Tuesday, September 25, 2012
The good news this morning comes from Luke 8:19-21.
Then his mother and his brothers came to him but were unable to join him because of the crowd. He was told, “Your mother and your brothers are standing outside and they wish to see you.” He said to them in reply, “My mother and my brothers are those who hear the word of God and act on it.”
This can be a troublesome passage for many Catholics who revere Mary to a greater degree than many other Christians. This isn’t the only instance in the gospels that raises questions. Mark told us that his relatives tried to seize him thinking that Jesus was out of his mind. They were alarmed that he had gone off the deep end. Jesus himself said in Matthew’s gospel, “one’s enemies will be those of his household.” Then, of course, there is the issue of the reference to Jesus’ brothers.
Over the centuries a huge body of thought has developed termed Mariology. Church Fathers have held Mary’s perpetual virginity as a central doctrine since the fourth century and by the seventh century several ecumenical councils had endorsed it. This doctrine or dogma is now considered by the Church to be de fide, an essential part of Catholic faith. A tremendous amount of speculation has been formed on the basis of very little information in the gospels. However, we are expected to believe it. Yet, I just don’t see how it impacts the teachings of Jesus, the word made flesh. Is it central to the fact of Jesus’ life and his divine nature as the Son of God?
Focusing on these issues seems to me to obscure Jesus’ teaching here.
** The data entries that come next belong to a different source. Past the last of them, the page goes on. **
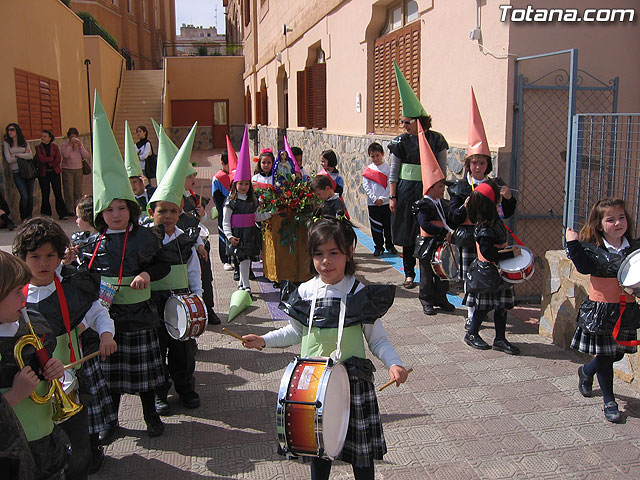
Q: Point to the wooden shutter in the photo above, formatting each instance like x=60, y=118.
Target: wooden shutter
x=38, y=103
x=403, y=46
x=319, y=88
x=302, y=98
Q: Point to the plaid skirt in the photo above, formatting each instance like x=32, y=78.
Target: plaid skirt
x=100, y=408
x=603, y=344
x=467, y=256
x=503, y=298
x=136, y=366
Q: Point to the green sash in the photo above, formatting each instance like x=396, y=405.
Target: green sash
x=127, y=295
x=409, y=171
x=35, y=419
x=177, y=279
x=323, y=342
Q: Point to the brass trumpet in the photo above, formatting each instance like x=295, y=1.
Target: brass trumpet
x=63, y=406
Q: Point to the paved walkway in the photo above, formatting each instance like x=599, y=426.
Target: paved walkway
x=463, y=413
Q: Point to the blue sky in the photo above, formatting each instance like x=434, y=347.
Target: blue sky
x=200, y=13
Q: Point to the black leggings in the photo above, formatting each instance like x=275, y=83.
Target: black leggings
x=148, y=400
x=321, y=468
x=602, y=365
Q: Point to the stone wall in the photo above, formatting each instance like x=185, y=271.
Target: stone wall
x=352, y=158
x=8, y=188
x=563, y=291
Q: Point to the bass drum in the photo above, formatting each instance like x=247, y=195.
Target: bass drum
x=312, y=414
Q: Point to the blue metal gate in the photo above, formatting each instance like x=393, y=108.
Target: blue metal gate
x=542, y=127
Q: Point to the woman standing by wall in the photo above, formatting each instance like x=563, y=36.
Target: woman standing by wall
x=48, y=154
x=15, y=146
x=73, y=152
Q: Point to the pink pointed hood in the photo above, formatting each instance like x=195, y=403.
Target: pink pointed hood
x=477, y=137
x=243, y=172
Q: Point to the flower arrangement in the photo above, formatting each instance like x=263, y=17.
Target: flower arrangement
x=294, y=201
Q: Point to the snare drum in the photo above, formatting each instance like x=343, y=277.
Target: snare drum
x=312, y=415
x=517, y=269
x=629, y=274
x=185, y=316
x=446, y=261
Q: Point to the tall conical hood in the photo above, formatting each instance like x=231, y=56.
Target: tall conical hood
x=243, y=172
x=233, y=158
x=477, y=137
x=131, y=160
x=156, y=127
x=167, y=150
x=411, y=106
x=110, y=179
x=171, y=188
x=431, y=172
x=287, y=149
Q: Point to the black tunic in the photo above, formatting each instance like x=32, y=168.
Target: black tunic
x=405, y=147
x=143, y=254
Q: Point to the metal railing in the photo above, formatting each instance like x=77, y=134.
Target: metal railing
x=201, y=49
x=604, y=162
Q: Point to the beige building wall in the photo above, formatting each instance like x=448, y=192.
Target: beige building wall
x=200, y=78
x=105, y=71
x=50, y=44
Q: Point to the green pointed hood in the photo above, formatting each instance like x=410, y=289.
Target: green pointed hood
x=131, y=160
x=167, y=151
x=110, y=179
x=411, y=106
x=171, y=187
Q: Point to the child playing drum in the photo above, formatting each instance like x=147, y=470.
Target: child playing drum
x=179, y=251
x=316, y=308
x=604, y=243
x=486, y=290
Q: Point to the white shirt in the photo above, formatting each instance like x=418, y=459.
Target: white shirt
x=97, y=317
x=612, y=249
x=193, y=264
x=373, y=189
x=227, y=212
x=374, y=333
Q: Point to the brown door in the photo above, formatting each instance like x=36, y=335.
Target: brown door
x=220, y=123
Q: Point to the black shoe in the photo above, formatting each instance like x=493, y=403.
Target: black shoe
x=162, y=406
x=476, y=341
x=447, y=307
x=213, y=318
x=107, y=435
x=190, y=400
x=97, y=459
x=155, y=427
x=506, y=347
x=585, y=383
x=611, y=412
x=428, y=310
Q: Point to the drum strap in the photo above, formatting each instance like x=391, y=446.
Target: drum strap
x=616, y=329
x=336, y=355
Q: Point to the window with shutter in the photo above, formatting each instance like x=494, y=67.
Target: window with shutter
x=403, y=46
x=302, y=98
x=38, y=104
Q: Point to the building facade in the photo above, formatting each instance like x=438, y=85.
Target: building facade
x=142, y=28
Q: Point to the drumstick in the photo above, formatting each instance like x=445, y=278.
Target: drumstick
x=391, y=382
x=82, y=360
x=235, y=335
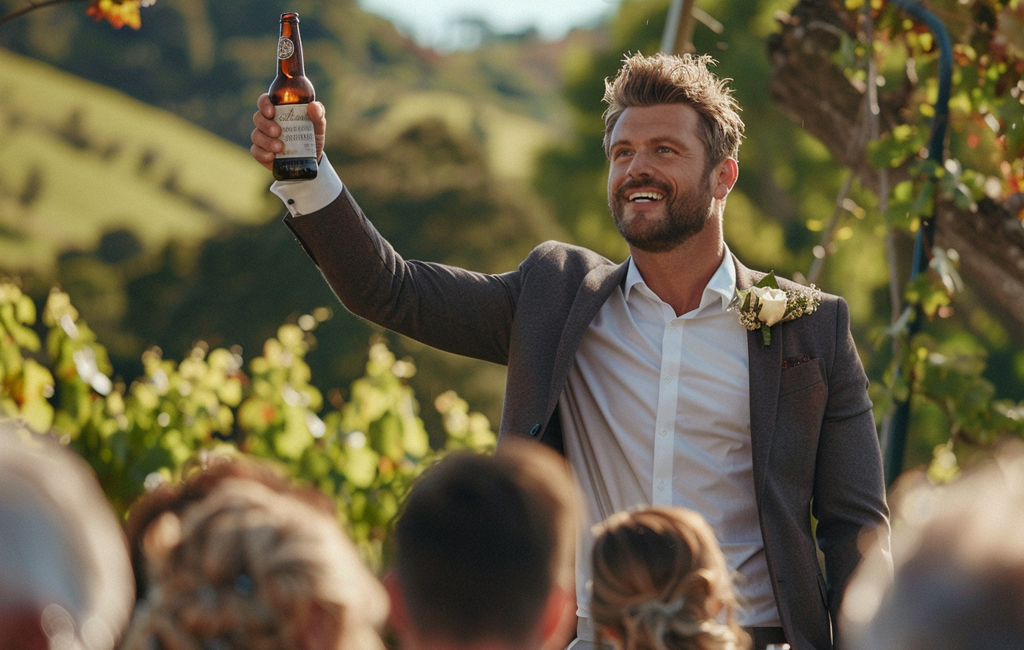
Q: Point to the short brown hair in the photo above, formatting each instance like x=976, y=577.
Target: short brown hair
x=647, y=81
x=657, y=577
x=482, y=540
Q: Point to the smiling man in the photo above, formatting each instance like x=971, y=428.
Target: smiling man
x=641, y=373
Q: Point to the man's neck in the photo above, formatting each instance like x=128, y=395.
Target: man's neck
x=680, y=275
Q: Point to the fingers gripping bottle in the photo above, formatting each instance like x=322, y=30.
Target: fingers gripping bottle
x=291, y=92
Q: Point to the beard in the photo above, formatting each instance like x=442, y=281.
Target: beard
x=686, y=214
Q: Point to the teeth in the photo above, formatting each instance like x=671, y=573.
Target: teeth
x=646, y=196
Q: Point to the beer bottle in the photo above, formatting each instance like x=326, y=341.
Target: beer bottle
x=291, y=92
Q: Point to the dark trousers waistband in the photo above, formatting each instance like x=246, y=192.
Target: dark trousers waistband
x=765, y=636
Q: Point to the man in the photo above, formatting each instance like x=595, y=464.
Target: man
x=640, y=372
x=483, y=553
x=65, y=576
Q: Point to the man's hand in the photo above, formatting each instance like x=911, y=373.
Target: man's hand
x=264, y=137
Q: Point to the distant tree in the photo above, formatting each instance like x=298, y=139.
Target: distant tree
x=117, y=12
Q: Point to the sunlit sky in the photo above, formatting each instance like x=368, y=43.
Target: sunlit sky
x=432, y=23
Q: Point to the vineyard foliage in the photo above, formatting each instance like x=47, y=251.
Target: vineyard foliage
x=365, y=450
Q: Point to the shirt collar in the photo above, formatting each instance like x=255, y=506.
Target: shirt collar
x=722, y=285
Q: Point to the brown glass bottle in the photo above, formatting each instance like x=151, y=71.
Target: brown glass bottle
x=290, y=92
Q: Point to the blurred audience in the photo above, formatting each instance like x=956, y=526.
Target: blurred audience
x=660, y=581
x=251, y=566
x=65, y=575
x=483, y=553
x=202, y=475
x=958, y=559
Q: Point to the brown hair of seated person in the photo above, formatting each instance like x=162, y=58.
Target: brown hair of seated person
x=252, y=568
x=660, y=582
x=483, y=551
x=201, y=477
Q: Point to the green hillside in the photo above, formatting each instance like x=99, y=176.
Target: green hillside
x=79, y=159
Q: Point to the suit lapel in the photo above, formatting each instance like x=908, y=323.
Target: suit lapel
x=765, y=371
x=594, y=291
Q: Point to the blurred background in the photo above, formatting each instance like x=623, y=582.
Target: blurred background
x=469, y=132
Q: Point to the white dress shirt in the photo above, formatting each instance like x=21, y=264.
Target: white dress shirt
x=655, y=410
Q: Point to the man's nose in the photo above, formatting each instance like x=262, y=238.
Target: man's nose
x=640, y=166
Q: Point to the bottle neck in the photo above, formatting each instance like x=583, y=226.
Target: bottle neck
x=290, y=51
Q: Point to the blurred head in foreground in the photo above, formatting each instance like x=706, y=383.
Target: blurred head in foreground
x=660, y=581
x=252, y=567
x=483, y=552
x=202, y=476
x=958, y=561
x=65, y=577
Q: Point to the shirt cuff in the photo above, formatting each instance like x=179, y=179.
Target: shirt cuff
x=306, y=197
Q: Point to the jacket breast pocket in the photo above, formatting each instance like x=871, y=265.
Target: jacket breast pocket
x=801, y=377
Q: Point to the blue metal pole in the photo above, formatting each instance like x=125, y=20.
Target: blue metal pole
x=894, y=446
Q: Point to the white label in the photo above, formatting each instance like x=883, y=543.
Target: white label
x=296, y=131
x=285, y=48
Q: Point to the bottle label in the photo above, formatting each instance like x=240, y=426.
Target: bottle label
x=296, y=131
x=285, y=48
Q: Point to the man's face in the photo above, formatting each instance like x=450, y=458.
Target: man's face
x=657, y=191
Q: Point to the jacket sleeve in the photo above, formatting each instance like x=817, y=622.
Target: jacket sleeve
x=849, y=487
x=446, y=307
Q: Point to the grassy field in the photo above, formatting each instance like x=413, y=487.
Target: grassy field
x=78, y=160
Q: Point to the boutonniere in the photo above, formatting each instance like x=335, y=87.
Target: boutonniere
x=765, y=304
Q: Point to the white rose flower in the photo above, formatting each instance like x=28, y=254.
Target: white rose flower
x=772, y=303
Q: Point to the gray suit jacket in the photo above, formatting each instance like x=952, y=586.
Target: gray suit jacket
x=814, y=444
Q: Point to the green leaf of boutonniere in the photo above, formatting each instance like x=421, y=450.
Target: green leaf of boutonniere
x=765, y=304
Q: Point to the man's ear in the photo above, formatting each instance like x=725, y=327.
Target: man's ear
x=724, y=177
x=558, y=618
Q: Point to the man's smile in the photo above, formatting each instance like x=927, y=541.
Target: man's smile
x=645, y=197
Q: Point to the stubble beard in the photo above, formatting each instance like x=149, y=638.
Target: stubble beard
x=686, y=214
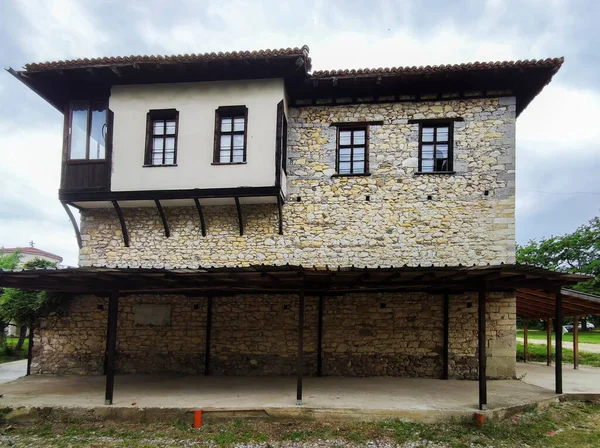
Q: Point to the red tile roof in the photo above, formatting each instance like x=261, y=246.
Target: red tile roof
x=30, y=251
x=555, y=62
x=199, y=57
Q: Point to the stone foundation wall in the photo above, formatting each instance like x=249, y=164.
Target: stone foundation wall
x=392, y=217
x=363, y=335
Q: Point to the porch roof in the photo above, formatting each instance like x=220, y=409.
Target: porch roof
x=271, y=279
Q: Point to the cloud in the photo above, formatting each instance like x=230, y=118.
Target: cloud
x=557, y=135
x=59, y=29
x=563, y=117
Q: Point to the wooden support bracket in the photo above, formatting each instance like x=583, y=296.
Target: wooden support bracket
x=122, y=221
x=240, y=218
x=161, y=212
x=74, y=223
x=201, y=216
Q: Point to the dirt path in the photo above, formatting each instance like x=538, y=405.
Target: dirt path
x=583, y=347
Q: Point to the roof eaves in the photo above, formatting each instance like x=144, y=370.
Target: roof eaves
x=414, y=70
x=171, y=59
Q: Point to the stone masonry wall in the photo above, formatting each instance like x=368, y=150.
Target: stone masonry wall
x=328, y=219
x=364, y=335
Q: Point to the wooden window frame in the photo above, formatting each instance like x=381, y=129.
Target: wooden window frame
x=69, y=130
x=353, y=127
x=230, y=112
x=450, y=143
x=160, y=114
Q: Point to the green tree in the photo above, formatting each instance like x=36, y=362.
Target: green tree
x=574, y=252
x=577, y=252
x=25, y=307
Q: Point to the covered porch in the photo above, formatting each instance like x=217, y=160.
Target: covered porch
x=320, y=282
x=341, y=397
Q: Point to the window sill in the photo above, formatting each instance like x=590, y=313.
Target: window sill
x=351, y=175
x=159, y=166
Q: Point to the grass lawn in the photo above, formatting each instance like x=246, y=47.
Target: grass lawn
x=8, y=353
x=537, y=353
x=560, y=425
x=589, y=337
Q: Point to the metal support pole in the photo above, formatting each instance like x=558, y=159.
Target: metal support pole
x=30, y=351
x=209, y=306
x=111, y=345
x=576, y=342
x=549, y=342
x=446, y=341
x=300, y=360
x=525, y=340
x=558, y=337
x=320, y=339
x=482, y=351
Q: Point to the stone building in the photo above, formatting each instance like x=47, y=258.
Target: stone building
x=245, y=159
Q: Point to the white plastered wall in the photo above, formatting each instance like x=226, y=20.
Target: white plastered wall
x=196, y=103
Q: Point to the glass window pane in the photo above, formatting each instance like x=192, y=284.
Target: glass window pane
x=345, y=137
x=427, y=134
x=238, y=141
x=345, y=154
x=79, y=131
x=427, y=152
x=171, y=127
x=225, y=141
x=344, y=167
x=238, y=123
x=158, y=144
x=441, y=151
x=225, y=157
x=442, y=135
x=159, y=127
x=427, y=165
x=441, y=165
x=358, y=167
x=225, y=124
x=359, y=137
x=170, y=143
x=98, y=131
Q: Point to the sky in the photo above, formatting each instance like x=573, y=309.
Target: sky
x=558, y=135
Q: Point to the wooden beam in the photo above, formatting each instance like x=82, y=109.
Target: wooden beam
x=201, y=216
x=280, y=214
x=549, y=342
x=163, y=218
x=122, y=221
x=320, y=338
x=111, y=345
x=74, y=224
x=209, y=308
x=482, y=354
x=240, y=219
x=558, y=338
x=525, y=340
x=300, y=359
x=446, y=342
x=30, y=351
x=576, y=342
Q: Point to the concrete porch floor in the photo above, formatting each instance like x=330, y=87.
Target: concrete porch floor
x=583, y=380
x=392, y=397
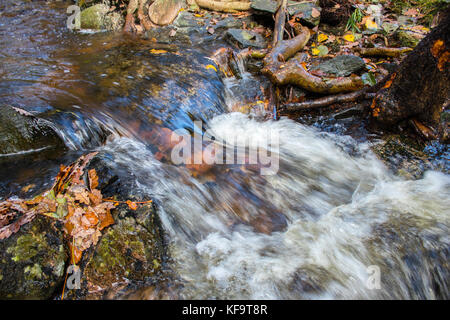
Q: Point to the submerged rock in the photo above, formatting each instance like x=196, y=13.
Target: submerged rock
x=32, y=261
x=132, y=252
x=99, y=17
x=22, y=132
x=245, y=38
x=341, y=66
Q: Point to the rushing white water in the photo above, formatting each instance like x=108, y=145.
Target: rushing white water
x=345, y=214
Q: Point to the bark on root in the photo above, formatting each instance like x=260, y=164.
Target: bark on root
x=382, y=51
x=327, y=101
x=224, y=5
x=294, y=73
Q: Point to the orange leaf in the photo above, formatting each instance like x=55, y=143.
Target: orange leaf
x=106, y=220
x=75, y=254
x=132, y=205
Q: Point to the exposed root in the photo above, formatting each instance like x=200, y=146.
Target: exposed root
x=280, y=21
x=294, y=73
x=382, y=51
x=286, y=49
x=224, y=5
x=327, y=101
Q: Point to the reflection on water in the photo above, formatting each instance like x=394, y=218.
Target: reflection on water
x=310, y=231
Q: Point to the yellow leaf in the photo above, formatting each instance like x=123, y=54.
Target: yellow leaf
x=157, y=51
x=322, y=37
x=315, y=13
x=349, y=37
x=371, y=24
x=210, y=66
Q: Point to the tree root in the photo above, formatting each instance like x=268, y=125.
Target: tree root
x=383, y=51
x=326, y=101
x=280, y=21
x=224, y=5
x=286, y=49
x=293, y=72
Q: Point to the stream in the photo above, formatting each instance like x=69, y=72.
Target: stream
x=329, y=220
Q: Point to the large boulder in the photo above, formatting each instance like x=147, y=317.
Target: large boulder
x=131, y=253
x=32, y=261
x=22, y=132
x=163, y=12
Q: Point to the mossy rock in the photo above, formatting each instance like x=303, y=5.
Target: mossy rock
x=98, y=17
x=33, y=261
x=20, y=132
x=408, y=38
x=131, y=249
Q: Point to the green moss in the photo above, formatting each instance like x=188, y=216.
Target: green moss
x=429, y=8
x=34, y=272
x=27, y=246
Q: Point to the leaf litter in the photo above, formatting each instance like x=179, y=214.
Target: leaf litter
x=74, y=200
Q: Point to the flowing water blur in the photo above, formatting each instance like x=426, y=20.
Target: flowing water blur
x=314, y=230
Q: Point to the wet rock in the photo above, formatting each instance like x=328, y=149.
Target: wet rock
x=310, y=13
x=98, y=17
x=341, y=66
x=163, y=12
x=245, y=38
x=402, y=156
x=132, y=252
x=408, y=38
x=185, y=19
x=32, y=261
x=168, y=34
x=335, y=12
x=20, y=132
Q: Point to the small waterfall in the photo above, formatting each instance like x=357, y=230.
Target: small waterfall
x=346, y=217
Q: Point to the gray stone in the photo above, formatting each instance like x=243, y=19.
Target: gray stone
x=341, y=66
x=245, y=38
x=164, y=12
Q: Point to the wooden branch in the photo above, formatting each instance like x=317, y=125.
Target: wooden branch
x=224, y=6
x=326, y=101
x=293, y=72
x=286, y=49
x=280, y=21
x=382, y=51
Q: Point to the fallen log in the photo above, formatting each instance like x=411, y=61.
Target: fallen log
x=294, y=73
x=224, y=5
x=382, y=51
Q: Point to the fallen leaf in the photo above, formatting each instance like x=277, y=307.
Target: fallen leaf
x=315, y=13
x=132, y=205
x=349, y=37
x=158, y=51
x=210, y=66
x=322, y=37
x=371, y=24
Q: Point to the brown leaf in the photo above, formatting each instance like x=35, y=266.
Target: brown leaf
x=93, y=179
x=132, y=205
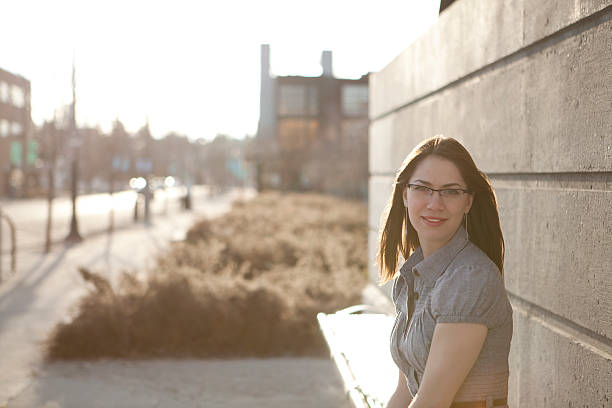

Discipleship, belief in and acting upon his teachings, was not based on anything other than obedience to the word of God. It was not dependent on whether his hearers were Jews or Gentiles, on whether they were blood kin or strangers, whether they were male or female. The customary relationships to one another in this life did not matter. The only thing that mattered was whether they were ready and willing to “hear the word of God and act on it.”
We are all children of God and we are all brothers and sisters in Jesus. Jesus taught in several passages that loyalty to God overrode loyalty to family. As John Sanford wrote in The Kingdom Within, Jesus taught that it was important to “understand what it means to be part of the human family under a common heavenly Father….[C]oming into real relationships with people….[R]espond[ing] to all persons, of all kinds and types.”
In the hearing of God’s word and acting upon it, the followers of Jesus became brothers and sisters to one another; they entered into communion with God standing shoulder to shoulder with one another, loving one another as He commanded. They worked as brothers and sisters, as the family of God, to bring about the kingdom of God among themselves and among people of all nations. Sanford continued, “Being a disciple of the kingdom means putting our loyalty to the kingdom first and sacrificing all other loyalties in life to this one.”
Sometimes that means sacrificing adherence to dogma. If I let something like whether Jesus had brothers distract me from his teachings and allow it to divide me from his followers, I am putting my loyalty to an institution before my loyalty to the kingdom of God. When I do so, I think Jesus is telling me that I am standing outside his circle of disciples even though I wish to see him. It’s troubling for me not to go along to get along. But I’m unable to ignore Jesus’ words, “My brothers and sisters are those who hear the word of God and act on it.”